Time Series Analysis

Setup

library(astsa)

## Warning: package 'astsa' was built under R version 4.0.3

set.seed(280875)

Time Series Plots

Johnson & Johnson Quarterly Earnings

The following figure shows quarterly earnings per share for the U.S. company Johnson & Johnson, furnished by Professor Paul Griffin (personal communication) of the Graduate School of Management, University of California, Davis. There are 84 quarters (21 years) measured from the first quarter of 1960 to the last quarter of 1980.

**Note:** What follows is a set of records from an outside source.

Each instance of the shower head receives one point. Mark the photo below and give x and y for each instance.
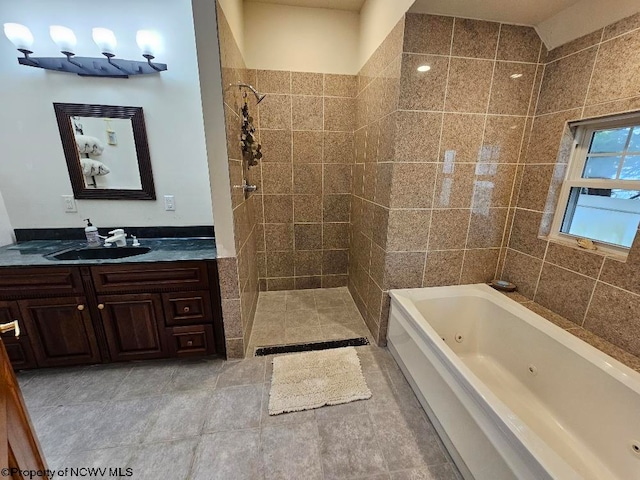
(259, 96)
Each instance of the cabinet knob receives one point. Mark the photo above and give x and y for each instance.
(7, 327)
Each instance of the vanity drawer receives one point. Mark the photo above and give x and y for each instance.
(30, 282)
(187, 308)
(149, 277)
(196, 340)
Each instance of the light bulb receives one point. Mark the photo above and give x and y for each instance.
(19, 35)
(148, 41)
(63, 37)
(105, 40)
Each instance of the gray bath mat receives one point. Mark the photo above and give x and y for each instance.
(308, 380)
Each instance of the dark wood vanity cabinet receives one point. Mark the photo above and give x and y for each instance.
(133, 326)
(92, 314)
(18, 349)
(60, 331)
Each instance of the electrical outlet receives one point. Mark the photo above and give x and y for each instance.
(69, 204)
(169, 203)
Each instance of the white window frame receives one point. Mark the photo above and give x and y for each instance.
(573, 177)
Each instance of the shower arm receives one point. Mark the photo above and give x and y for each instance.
(259, 96)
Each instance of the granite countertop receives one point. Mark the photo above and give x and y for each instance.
(33, 253)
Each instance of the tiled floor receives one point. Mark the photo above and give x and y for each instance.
(208, 420)
(301, 316)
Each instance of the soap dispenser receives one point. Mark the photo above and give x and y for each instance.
(91, 232)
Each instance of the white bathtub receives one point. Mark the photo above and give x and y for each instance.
(512, 395)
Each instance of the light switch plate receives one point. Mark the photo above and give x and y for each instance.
(169, 203)
(69, 204)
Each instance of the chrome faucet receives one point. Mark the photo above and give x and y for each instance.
(118, 237)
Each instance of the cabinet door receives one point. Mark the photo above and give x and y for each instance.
(133, 325)
(18, 349)
(60, 331)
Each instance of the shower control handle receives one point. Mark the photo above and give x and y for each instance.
(246, 187)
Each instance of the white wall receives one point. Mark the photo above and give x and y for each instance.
(204, 15)
(282, 37)
(6, 232)
(377, 19)
(234, 11)
(583, 17)
(33, 172)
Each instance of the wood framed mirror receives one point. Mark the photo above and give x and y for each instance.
(106, 150)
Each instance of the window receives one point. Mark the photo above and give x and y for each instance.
(600, 197)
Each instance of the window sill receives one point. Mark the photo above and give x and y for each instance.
(603, 251)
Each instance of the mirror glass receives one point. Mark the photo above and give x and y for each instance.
(107, 153)
(106, 150)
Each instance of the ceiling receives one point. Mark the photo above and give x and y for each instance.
(556, 21)
(349, 5)
(526, 12)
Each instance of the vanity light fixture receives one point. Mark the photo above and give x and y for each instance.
(106, 41)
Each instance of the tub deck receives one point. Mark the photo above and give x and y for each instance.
(508, 388)
(537, 416)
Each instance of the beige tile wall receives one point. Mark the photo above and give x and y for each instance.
(375, 143)
(441, 184)
(238, 275)
(592, 76)
(306, 129)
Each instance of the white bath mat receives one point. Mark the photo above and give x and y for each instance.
(307, 380)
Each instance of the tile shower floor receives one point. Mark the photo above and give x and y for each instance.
(208, 419)
(303, 316)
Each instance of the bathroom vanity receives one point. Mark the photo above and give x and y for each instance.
(165, 303)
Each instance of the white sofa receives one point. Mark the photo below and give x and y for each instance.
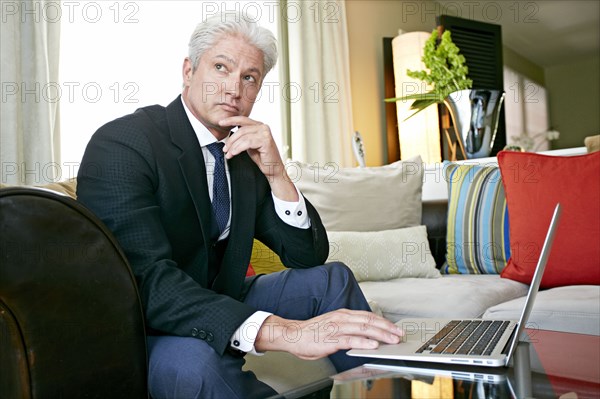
(574, 309)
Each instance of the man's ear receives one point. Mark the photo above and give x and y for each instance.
(187, 71)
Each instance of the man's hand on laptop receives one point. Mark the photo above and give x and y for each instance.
(326, 334)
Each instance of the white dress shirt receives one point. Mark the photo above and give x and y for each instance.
(292, 213)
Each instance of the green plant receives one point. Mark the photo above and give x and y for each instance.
(446, 72)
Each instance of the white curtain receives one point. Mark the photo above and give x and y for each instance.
(317, 101)
(29, 121)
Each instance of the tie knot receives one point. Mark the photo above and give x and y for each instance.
(216, 149)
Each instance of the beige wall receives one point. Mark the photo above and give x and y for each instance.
(523, 66)
(369, 21)
(574, 96)
(573, 88)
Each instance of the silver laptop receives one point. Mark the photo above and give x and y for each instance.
(482, 342)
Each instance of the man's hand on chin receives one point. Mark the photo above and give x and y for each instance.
(326, 334)
(255, 138)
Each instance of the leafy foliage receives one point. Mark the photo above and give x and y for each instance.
(446, 72)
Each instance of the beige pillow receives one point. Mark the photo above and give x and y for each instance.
(592, 143)
(384, 255)
(363, 199)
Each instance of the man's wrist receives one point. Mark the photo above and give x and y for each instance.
(244, 337)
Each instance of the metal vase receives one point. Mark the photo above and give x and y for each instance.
(475, 116)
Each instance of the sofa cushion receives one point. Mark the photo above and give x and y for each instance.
(571, 309)
(534, 183)
(363, 199)
(448, 296)
(384, 255)
(477, 237)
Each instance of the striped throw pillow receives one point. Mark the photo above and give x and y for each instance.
(477, 239)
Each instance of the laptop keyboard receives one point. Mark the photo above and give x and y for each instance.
(466, 337)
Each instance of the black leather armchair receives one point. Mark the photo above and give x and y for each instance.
(71, 322)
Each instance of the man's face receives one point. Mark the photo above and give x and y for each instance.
(225, 83)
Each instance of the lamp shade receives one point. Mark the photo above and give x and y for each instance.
(419, 134)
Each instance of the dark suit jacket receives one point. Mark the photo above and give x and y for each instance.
(144, 175)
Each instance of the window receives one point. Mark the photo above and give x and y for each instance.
(117, 56)
(526, 105)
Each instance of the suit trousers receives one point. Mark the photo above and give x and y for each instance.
(186, 367)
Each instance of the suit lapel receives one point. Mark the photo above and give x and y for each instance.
(191, 163)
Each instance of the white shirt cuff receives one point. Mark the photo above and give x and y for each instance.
(243, 338)
(292, 213)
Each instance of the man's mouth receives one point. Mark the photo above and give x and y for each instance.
(229, 107)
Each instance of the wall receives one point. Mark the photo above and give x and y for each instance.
(574, 91)
(368, 23)
(523, 66)
(573, 88)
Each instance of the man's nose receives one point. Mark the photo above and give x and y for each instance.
(232, 86)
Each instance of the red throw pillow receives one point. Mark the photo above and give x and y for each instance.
(533, 184)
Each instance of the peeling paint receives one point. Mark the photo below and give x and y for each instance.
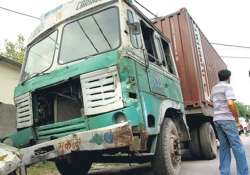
(97, 138)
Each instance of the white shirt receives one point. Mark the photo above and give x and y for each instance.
(222, 92)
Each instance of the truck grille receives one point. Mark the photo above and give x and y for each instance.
(24, 110)
(61, 129)
(101, 91)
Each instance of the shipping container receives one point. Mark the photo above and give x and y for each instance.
(196, 59)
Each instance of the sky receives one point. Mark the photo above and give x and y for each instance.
(222, 21)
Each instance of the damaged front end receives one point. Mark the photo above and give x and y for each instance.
(10, 159)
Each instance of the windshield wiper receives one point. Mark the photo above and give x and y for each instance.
(33, 76)
(104, 36)
(87, 36)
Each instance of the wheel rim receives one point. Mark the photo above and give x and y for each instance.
(213, 140)
(175, 150)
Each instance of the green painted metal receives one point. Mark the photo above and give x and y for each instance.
(22, 137)
(107, 119)
(48, 137)
(86, 65)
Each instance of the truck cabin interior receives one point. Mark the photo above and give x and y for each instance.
(58, 103)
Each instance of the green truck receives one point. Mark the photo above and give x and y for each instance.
(99, 83)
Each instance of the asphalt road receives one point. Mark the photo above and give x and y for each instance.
(188, 167)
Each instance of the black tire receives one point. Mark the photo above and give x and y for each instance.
(73, 164)
(195, 147)
(208, 141)
(167, 159)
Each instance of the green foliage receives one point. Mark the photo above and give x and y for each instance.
(16, 50)
(244, 110)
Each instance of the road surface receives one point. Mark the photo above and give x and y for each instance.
(188, 167)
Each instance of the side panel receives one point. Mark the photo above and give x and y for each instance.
(197, 61)
(176, 28)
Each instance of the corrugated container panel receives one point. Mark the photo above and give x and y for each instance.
(197, 61)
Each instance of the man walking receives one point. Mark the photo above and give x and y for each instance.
(226, 118)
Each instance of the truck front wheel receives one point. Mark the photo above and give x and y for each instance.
(167, 158)
(73, 164)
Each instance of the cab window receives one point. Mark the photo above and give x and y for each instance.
(148, 36)
(168, 62)
(135, 38)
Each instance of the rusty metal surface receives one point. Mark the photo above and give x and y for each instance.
(197, 61)
(115, 136)
(10, 159)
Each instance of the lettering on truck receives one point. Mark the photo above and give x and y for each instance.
(85, 3)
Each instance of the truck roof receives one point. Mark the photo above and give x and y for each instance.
(63, 12)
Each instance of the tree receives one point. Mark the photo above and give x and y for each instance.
(16, 50)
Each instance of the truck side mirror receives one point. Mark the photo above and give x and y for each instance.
(135, 28)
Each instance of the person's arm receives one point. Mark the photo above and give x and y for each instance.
(230, 96)
(233, 108)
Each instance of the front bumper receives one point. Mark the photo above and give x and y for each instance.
(115, 136)
(10, 159)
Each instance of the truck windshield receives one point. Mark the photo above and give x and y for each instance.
(40, 56)
(89, 36)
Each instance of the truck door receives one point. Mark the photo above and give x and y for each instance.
(161, 69)
(154, 71)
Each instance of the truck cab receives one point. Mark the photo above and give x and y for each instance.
(99, 78)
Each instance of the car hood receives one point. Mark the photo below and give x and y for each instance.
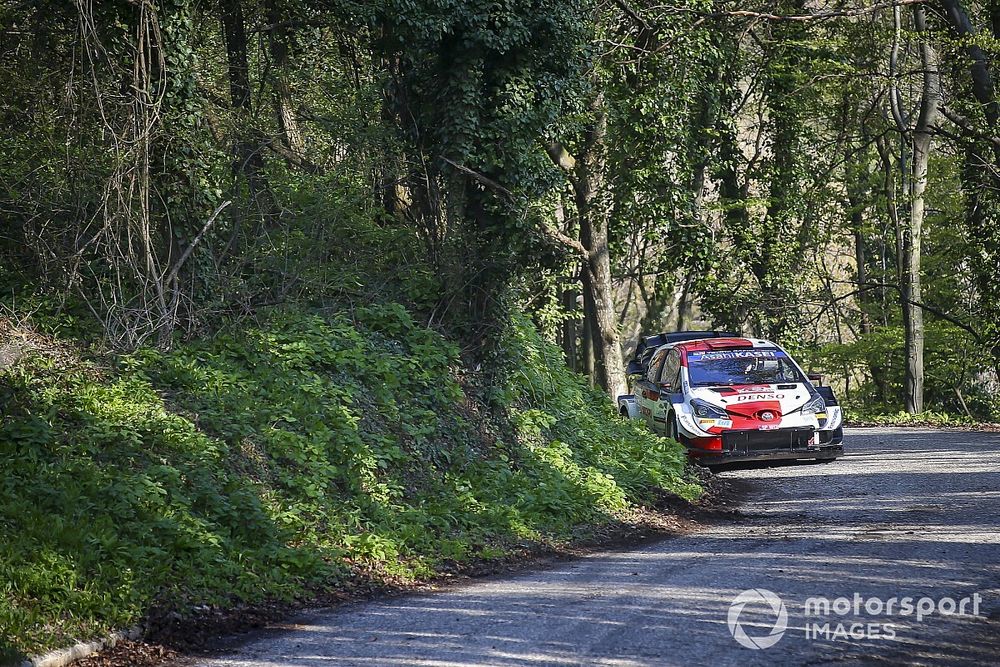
(746, 400)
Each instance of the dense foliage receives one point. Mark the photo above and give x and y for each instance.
(317, 254)
(284, 458)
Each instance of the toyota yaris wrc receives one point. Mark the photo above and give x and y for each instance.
(731, 399)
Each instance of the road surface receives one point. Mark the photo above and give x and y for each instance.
(906, 513)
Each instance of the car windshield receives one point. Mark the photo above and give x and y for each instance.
(736, 367)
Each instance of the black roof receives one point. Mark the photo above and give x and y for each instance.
(644, 350)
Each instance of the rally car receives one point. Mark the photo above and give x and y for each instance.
(729, 398)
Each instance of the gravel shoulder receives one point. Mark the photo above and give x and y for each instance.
(906, 513)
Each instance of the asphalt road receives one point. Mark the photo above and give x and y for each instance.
(906, 513)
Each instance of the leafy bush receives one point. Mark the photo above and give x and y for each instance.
(268, 462)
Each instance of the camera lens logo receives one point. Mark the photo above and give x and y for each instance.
(758, 597)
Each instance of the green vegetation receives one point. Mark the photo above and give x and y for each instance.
(281, 281)
(283, 458)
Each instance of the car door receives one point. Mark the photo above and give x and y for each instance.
(647, 393)
(667, 383)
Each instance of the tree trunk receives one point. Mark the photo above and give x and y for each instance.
(593, 207)
(569, 328)
(247, 144)
(913, 318)
(277, 42)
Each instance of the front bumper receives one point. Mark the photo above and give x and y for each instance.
(753, 445)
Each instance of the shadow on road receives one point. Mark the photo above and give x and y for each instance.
(907, 513)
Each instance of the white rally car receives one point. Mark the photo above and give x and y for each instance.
(729, 399)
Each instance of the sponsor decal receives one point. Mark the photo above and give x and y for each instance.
(755, 389)
(760, 397)
(735, 354)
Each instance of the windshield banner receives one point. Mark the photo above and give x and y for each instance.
(736, 354)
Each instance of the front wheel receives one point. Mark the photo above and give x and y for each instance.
(671, 429)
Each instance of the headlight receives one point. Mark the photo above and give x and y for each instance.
(707, 410)
(815, 404)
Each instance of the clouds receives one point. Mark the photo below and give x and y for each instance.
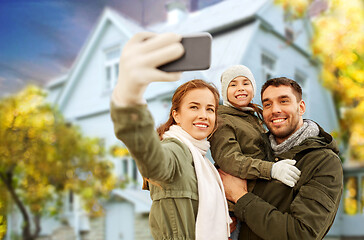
(40, 39)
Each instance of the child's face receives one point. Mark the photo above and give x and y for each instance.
(240, 92)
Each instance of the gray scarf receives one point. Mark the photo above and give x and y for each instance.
(308, 129)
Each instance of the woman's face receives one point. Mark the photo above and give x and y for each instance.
(197, 113)
(240, 92)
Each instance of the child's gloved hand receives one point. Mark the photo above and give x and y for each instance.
(139, 60)
(286, 172)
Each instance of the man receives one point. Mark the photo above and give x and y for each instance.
(273, 210)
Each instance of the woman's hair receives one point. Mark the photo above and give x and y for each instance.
(178, 96)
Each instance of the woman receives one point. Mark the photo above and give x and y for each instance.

plot(jj, type="o", ylab="Quarterly Earnings per Share")

Global Warming

The data are the global mean land–ocean temperature index from 1880 to 2015, with the base period 1951-1980. In particular, the data are deviations, measured in degrees centigrade, from the 1951-1980 average,

plot(globtemp, type="o", ylab="Global Temperature Deviations")

Speech Data

The following figure shows a small .1 second (1000 point) sample of recorded speech for the phrase aaa · · · hhh, and we note the repetitive nature of the signal and the rather regular periodicities. One current problem of great interest is computer recognition of speech, which would require converting this particular signal into the recorded phrase aaa · · · hhh.

plot(speech)

Dow Jones Industrial Average

As an example of financial time series data, Figure 1.4 shows the daily returns (or percent change) of the Dow Jones Industrial Average (DJIA) from April 20, 2006 to April 20, 2016. It is easy to spot the financial crisis of 2008 in the figure. The data shown in Figure 1.4 are typical of return data.

library(xts)

## Warning: package 'xts' was built under R version 4.0.3

## Loading required package: zoo

## Warning: package 'zoo' was built under R version 4.0.3

## 
## Attaching package: 'zoo'

## The following objects are masked from 'package:base':
## 
##     as.Date, as.Date.numeric

djiar = diff(log(djia$Close))[-1] # approximate returns
plot(djiar, main="DJIA Returns", type="n")

lines(djiar)

El Niño and Fish Population

We may also be interested in analyzing several time series at once. Figure 1.5 shows monthly values of an environmental series called the Southern Oscillation Index (SOI) and associated Recruitment (number of new fish) furnished byDr. Roy Mendelssohn of the Pacific Environmental Fisheries Group (personal communica- tion). Both series are for a period of 453 months ranging over the years 1950–1987.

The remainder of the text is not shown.